De autoria do deputado Delegado Fabio Costa (PP-AL), o projeto de lei 4498/2025 foi aprovado com um substitutivo do relator, deputado Delegado Paulo Bilynskyj (PL-SP), estendendo as regras ao processo penal militar e à polícia judiciária militar, no que for aplicável.
O texto prevê o compartilhamento espontâneo e o fornecimento, quando solicitado, de informações, dados e documentos relevantes para investigações criminais, além da disponibilização de serviços e sistemas técnicos especializados e a realização de atos de colaboração. Essas ações conjuntas não exigirão a formalização de convênios ou acordos de cooperação.
Bilynskyj enfatizou que a integração entre órgãos de segurança pública e de fiscalização é crucial para a descapitalização de organizações criminosas. Segundo ele, "o crime organizado segue um sistema empresarial. São empresas que visam ao lucro e se organizam com complexidade".
O texto aprovado lista 16 órgãos ou tipos de órgãos de fiscalização e controle:
- Conselho de Controle de Atividades Financeiras (Coaf);
- Conselho Administrativo de Defesa Econômica (Cade);
- Controladoria-Geral da União (CGU);
- Comissão de Valores Mobiliários (CVM);
- Banco Central;
- Receita Federal e demais órgãos fazendários;
- Agência Brasileira de Inteligência (Abin);
- tribunais e conselhos de contas;
- agências reguladoras;
- órgãos ambientais;
- órgãos de trânsito;
- controladorias internas;
- delegacias do Trabalho;
- conselhos tutelares;
- conselhos de fiscalização de atividades profissionais;
- Instituto Nacional do Seguro Social (INSS); e
- autarquias e empresas públicas federais e estaduais.

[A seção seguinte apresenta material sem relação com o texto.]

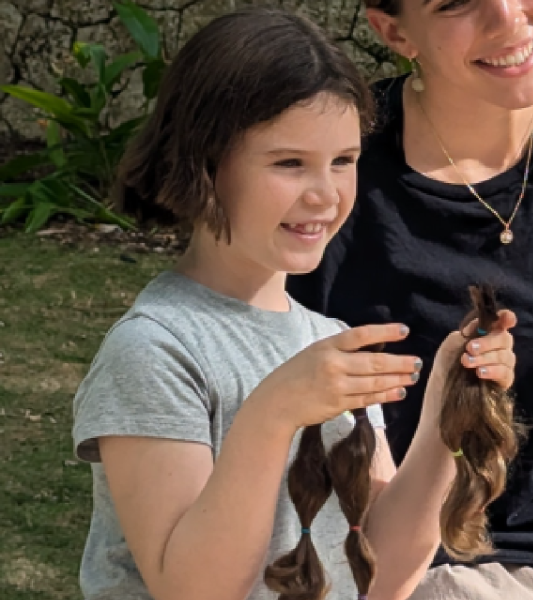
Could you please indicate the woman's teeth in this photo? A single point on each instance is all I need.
(511, 60)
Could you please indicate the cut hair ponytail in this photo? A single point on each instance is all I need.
(300, 574)
(349, 463)
(477, 425)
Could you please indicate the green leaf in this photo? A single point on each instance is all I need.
(76, 91)
(152, 78)
(39, 216)
(14, 190)
(23, 163)
(143, 29)
(81, 53)
(51, 104)
(55, 145)
(115, 69)
(15, 210)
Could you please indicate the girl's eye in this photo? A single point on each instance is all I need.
(290, 163)
(452, 5)
(344, 160)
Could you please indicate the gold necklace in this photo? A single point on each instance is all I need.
(506, 236)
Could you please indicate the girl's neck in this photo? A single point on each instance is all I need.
(482, 140)
(217, 266)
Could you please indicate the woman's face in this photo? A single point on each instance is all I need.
(478, 48)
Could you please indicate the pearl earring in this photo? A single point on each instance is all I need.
(417, 83)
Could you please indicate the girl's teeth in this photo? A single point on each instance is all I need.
(511, 60)
(307, 228)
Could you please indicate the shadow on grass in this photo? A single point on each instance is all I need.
(55, 306)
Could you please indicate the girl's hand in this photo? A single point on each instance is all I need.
(491, 355)
(335, 375)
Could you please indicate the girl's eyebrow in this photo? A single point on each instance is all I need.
(356, 149)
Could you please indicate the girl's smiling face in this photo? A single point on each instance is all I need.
(288, 185)
(479, 48)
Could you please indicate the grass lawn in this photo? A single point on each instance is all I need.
(56, 303)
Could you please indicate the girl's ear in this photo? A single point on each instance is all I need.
(391, 33)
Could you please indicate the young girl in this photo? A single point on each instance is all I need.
(192, 408)
(456, 207)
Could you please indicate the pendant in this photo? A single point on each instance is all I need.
(506, 236)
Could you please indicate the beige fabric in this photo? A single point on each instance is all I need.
(491, 581)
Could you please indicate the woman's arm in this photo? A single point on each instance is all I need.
(403, 521)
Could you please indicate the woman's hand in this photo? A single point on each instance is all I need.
(491, 355)
(334, 375)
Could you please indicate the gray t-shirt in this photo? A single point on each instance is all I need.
(179, 365)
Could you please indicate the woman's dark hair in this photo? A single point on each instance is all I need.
(312, 476)
(242, 69)
(477, 423)
(390, 7)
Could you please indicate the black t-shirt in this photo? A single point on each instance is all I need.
(408, 253)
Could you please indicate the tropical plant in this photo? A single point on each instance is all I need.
(82, 151)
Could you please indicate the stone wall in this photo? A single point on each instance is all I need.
(37, 36)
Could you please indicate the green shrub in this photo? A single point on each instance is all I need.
(81, 152)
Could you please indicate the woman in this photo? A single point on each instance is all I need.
(444, 181)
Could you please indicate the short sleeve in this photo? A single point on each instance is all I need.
(143, 382)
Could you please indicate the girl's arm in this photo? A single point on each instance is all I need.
(195, 531)
(403, 521)
(201, 531)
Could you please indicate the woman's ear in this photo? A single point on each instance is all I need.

O projeto determina ainda que autoridades e órgãos administrativos que identificarem indícios de infração penal deverão comunicar os fatos à polícia judiciária, independentemente de apurações internas.
O compartilhamento de dados protegidos por sigilo legal dependerá de autorização judicial prévia, solicitada pelo delegado de polícia ou pelo Ministério Público ao juiz competente. Contudo, o sigilo não impede o acesso a registros e informações que não contenham conteúdo material protegido.
Por fim, o texto autoriza a Polícia Federal e as polícias civis dos estados e do Distrito Federal a realizarem investigações conjuntas por meio de forças-tarefa, sem necessidade de convênio formal.